NASA SBIR 2014 Solicitation

FORM B - PROPOSAL SUMMARY


PROPOSAL NUMBER: 14-1 Z1.01-9058
SUBTOPIC TITLE: Advanced Photovoltaic Systems
PROPOSAL TITLE: Low-Cost, Manufacturable, 6-Inch Wafer Bonding Process for Next-Generation 5-Junction IMM+Ge Photovoltaic Devices

SMALL BUSINESS CONCERN (Firm Name, Mail Address, City/State/Zip, Phone)
MicroLink Devices, Inc.
6457 Howard Street
Niles, IL 60714 - 3301
(847) 588-3001

PRINCIPAL INVESTIGATOR/PROJECT MANAGER (Name, E-mail, Mail Address, City/State/Zip, Phone)
Victor Elarde
velarde@mldevices.com
6457 Howard Street
Niles, IL 60714 - 3301
(847) 588-3001 Extension :44

CORPORATE/BUSINESS OFFICIAL (Name, E-mail, Mail Address, City/State/Zip, Phone)
Noren Pan
npan@mldevices.com
6457 Howard Street
Niles, IL 60714 - 3301
(847) 588-3001 Extension :13

Estimated Technology Readiness Level (TRL) at beginning and end of contract:
Begin: 2
End: 4

Technology Available (TAV) Subtopics
Advanced Photovoltaic Systems is a Technology Available (TAV) subtopic that includes NASA Intellectual Property (IP). Do you plan to use the NASA IP under the award?
No

TECHNICAL ABSTRACT (Limit 2000 characters, approximately 200 words)
We propose the development of a 6-inch wafer bonding process to allow bonding of a multi-junction inverted metamorphic (IMM) tandem solar cell structure to an upright single-junction Ge solar cell. The process will use SU8 epoxy to provide the mechanical connection between the substrates with an embedded metallic grid to provide electrical conductivity across the bonded interface. This process will enable the manufacture of next-generation, five-junction cells with the potential to achieve efficiency >37% under AM0 illumination in high-volume production. The proposed process will be designed for 6-inch substrates and will be low-cost, scalable, and high-yield. Compared to conventional wafer fusion approaches, this technique will be much more tolerant of the rough surfaces typical of metamorphic materials and eliminate the need for any pre-bonding surface polishing or preparation.

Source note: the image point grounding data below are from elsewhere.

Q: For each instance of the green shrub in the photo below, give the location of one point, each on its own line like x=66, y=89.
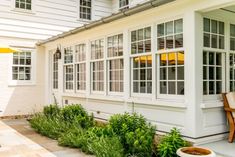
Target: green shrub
x=50, y=127
x=135, y=133
x=170, y=143
x=106, y=147
x=76, y=114
x=51, y=110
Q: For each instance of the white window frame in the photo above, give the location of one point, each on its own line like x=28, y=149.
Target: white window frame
x=32, y=80
x=24, y=11
x=164, y=51
x=64, y=71
x=78, y=63
x=108, y=59
x=92, y=61
x=54, y=63
x=78, y=9
x=224, y=53
x=131, y=56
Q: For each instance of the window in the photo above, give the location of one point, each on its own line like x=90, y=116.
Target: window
x=23, y=4
x=141, y=61
x=170, y=35
x=171, y=64
x=123, y=4
x=213, y=34
x=115, y=63
x=22, y=67
x=80, y=62
x=141, y=41
x=85, y=9
x=232, y=37
x=68, y=68
x=212, y=73
x=97, y=65
x=213, y=62
x=232, y=57
x=55, y=71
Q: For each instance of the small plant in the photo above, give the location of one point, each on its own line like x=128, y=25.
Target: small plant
x=50, y=127
x=76, y=114
x=170, y=143
x=51, y=110
x=135, y=133
x=107, y=147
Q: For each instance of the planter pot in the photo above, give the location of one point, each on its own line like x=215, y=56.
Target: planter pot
x=195, y=152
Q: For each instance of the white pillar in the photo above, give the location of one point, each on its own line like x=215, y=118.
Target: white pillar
x=193, y=38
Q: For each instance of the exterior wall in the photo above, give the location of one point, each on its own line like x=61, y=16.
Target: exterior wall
x=195, y=117
x=22, y=29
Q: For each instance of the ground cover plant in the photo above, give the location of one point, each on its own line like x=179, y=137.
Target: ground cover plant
x=125, y=135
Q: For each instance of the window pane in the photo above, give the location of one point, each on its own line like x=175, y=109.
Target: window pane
x=179, y=26
x=169, y=28
x=206, y=40
x=206, y=25
x=160, y=29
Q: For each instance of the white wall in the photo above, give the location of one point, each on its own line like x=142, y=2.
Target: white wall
x=186, y=113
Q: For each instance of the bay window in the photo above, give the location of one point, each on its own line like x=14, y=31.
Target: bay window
x=80, y=63
x=68, y=68
x=115, y=63
x=141, y=61
x=97, y=65
x=170, y=56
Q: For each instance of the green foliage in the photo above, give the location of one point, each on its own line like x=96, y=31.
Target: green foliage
x=50, y=127
x=170, y=143
x=76, y=114
x=106, y=147
x=51, y=110
x=135, y=133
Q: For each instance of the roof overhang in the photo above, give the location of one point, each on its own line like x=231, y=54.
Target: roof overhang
x=122, y=14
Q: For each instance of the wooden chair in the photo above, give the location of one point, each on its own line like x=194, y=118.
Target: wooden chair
x=229, y=113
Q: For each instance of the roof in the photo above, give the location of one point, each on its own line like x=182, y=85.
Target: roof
x=122, y=14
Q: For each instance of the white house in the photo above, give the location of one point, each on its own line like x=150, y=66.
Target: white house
x=167, y=59
x=22, y=24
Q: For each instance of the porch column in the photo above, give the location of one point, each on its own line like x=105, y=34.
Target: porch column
x=193, y=27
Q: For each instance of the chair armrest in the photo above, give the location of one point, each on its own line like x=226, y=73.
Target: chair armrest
x=229, y=109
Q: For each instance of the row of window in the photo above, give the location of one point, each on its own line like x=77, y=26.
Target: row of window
x=170, y=65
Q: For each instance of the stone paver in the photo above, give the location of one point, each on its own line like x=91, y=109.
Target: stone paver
x=18, y=139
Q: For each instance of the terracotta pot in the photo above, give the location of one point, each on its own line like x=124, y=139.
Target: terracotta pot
x=195, y=152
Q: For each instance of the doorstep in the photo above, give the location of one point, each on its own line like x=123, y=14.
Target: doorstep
x=222, y=148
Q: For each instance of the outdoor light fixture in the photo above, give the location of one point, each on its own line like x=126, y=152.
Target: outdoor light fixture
x=58, y=53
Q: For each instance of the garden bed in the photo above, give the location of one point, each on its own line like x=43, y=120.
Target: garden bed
x=124, y=134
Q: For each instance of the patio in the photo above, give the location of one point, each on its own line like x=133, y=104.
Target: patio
x=19, y=140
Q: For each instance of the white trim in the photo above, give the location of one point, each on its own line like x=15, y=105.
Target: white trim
x=24, y=11
x=32, y=80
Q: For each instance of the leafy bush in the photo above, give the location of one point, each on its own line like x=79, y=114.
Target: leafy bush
x=51, y=110
x=106, y=147
x=50, y=127
x=135, y=133
x=170, y=143
x=76, y=114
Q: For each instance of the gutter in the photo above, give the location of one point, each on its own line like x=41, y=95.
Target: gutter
x=139, y=8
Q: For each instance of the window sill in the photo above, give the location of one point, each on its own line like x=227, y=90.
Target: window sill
x=159, y=102
x=21, y=83
x=212, y=104
x=23, y=11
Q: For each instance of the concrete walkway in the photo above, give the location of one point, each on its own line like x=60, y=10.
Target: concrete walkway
x=17, y=139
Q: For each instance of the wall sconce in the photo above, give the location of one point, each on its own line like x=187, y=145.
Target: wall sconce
x=58, y=53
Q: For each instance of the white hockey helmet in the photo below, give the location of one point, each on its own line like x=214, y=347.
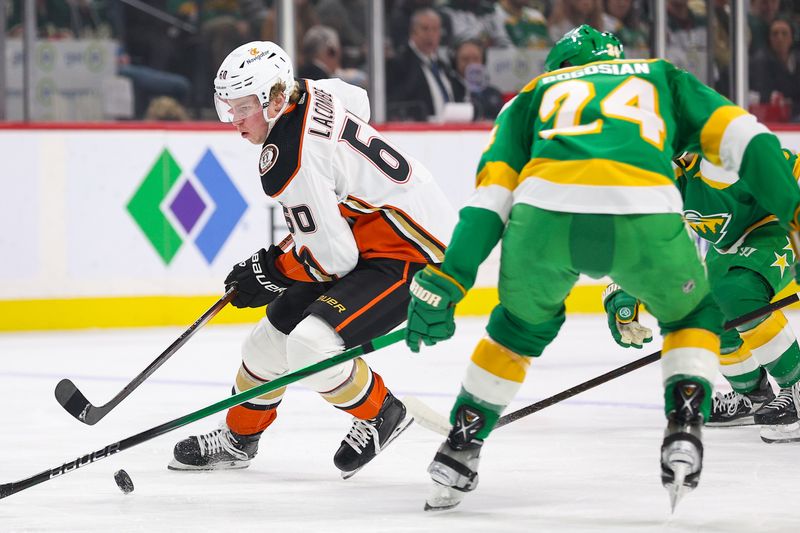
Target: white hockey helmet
x=252, y=69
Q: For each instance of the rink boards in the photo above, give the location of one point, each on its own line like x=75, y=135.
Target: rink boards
x=136, y=225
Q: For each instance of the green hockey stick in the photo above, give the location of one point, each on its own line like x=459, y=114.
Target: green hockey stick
x=7, y=489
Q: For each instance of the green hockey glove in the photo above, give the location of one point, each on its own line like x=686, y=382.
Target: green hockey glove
x=434, y=296
x=623, y=318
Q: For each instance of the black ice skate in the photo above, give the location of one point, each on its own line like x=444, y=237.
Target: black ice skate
x=784, y=425
x=220, y=449
x=781, y=410
x=682, y=450
x=368, y=438
x=454, y=469
x=736, y=409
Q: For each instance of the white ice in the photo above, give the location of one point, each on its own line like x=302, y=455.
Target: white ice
x=586, y=464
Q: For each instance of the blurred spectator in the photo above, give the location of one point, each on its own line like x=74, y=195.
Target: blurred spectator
x=469, y=58
x=721, y=15
x=54, y=19
x=762, y=13
x=322, y=54
x=465, y=19
x=254, y=12
x=686, y=38
x=513, y=23
x=149, y=83
x=166, y=108
x=400, y=17
x=305, y=16
x=221, y=22
x=774, y=71
x=568, y=14
x=418, y=82
x=349, y=19
x=622, y=19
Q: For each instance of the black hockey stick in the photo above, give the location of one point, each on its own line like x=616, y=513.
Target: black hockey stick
x=435, y=421
x=633, y=365
x=7, y=489
x=76, y=404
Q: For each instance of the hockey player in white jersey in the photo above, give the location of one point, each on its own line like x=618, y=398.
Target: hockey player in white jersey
x=365, y=217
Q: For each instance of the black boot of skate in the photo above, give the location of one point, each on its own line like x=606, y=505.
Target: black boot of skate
x=367, y=438
x=780, y=411
x=682, y=449
x=784, y=426
x=220, y=449
x=454, y=469
x=736, y=409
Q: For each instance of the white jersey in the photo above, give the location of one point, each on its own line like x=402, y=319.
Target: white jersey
x=346, y=192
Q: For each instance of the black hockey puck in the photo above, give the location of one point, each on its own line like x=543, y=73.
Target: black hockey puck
x=124, y=481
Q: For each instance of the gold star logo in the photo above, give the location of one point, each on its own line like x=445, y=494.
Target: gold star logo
x=780, y=262
x=789, y=248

POTENTIAL NASA COMMERCIAL APPLICATIONS (Limit 1500 characters, approximately 150 words)
We anticipate that the proposed effort will lead to devices with AM0 efficiency >37%. These high-efficiency, multi-junction cells will be applicable to a wide variety of space platforms, including high-power applications such as solar electric propulsion (SEP). They will also be suitable as a replacement for the existing type of solar cells. The cells will be useful for powering high-altitude, long-endurance unmanned aerial vehicles (UAVs).

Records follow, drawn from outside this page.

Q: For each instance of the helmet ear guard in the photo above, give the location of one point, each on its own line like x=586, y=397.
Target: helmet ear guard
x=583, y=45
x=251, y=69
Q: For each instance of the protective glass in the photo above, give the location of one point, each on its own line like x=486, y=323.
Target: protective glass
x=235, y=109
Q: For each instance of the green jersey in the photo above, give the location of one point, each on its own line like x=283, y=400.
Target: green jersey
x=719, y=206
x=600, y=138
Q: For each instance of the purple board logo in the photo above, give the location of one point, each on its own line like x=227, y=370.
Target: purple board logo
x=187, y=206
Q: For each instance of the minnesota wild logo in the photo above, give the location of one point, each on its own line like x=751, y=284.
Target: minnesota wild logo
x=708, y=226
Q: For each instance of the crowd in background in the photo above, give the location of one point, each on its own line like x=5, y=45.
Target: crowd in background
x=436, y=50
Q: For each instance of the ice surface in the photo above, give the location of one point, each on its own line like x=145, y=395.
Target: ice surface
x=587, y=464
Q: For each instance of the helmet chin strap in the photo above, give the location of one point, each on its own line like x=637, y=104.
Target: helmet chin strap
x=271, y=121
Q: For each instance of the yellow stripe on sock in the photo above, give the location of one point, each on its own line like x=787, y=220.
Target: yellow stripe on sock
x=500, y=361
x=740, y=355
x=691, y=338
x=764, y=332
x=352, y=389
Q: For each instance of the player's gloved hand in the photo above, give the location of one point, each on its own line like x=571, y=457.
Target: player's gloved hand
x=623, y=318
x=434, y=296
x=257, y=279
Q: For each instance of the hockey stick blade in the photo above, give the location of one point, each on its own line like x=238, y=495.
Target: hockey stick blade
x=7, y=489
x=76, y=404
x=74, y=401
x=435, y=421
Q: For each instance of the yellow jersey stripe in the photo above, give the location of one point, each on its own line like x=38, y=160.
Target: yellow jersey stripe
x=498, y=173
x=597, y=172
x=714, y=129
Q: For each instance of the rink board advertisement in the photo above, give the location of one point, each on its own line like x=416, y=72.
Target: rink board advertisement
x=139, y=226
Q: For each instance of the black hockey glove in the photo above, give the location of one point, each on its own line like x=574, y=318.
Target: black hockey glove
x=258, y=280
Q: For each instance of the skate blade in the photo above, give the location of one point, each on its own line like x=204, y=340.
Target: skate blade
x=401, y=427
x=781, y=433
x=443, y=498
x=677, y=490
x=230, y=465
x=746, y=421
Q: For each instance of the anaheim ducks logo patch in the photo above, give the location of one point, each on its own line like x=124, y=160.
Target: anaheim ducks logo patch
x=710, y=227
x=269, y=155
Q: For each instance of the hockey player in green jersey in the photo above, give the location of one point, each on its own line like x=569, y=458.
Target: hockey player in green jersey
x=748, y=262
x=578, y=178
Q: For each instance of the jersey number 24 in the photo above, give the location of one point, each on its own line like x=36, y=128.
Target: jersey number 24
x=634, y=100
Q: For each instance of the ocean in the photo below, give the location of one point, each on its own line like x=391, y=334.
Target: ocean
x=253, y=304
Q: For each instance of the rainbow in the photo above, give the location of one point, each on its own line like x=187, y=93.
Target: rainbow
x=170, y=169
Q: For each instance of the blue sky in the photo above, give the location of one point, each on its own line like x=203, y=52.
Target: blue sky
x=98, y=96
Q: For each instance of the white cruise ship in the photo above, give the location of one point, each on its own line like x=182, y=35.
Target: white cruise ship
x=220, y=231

POTENTIAL NON-NASA COMMERCIAL APPLICATIONS (Limit 1500 characters, approximately 150 words)
The high-efficiency, five-junction cells resulting from the proposed effort will be useful in a wide variety of applications. The cells five-junction will be suitable as a replacement for the types of solar cells that are currently used on military and civilian platforms. Other applications that would benefit from increased efficiency solar cells include high-altitude, long-endurance (HALE) solar-powered aircraft, such as the DARPA Vulture, or the Astrium Zephyr. Similarly, this type of solar cell could be used as an additional source of power to increase the endurance of short-range unmanned aerial vehicles (UAVs), such as the Raven or Puma. Another potential market for high-efficiency solar cells is terrestrial energy production. The five-junction cells are also suitable for use in terrestrial applications, such as solar sheets for power generation off the electrical grid. There is a current demand by the US military for such energy harvesting technology. There exist corresponding civilian applications in the camping and outdoor market. Similarly, this type of solar cell could be used for recharging electronic devices such as mobile phones or computers.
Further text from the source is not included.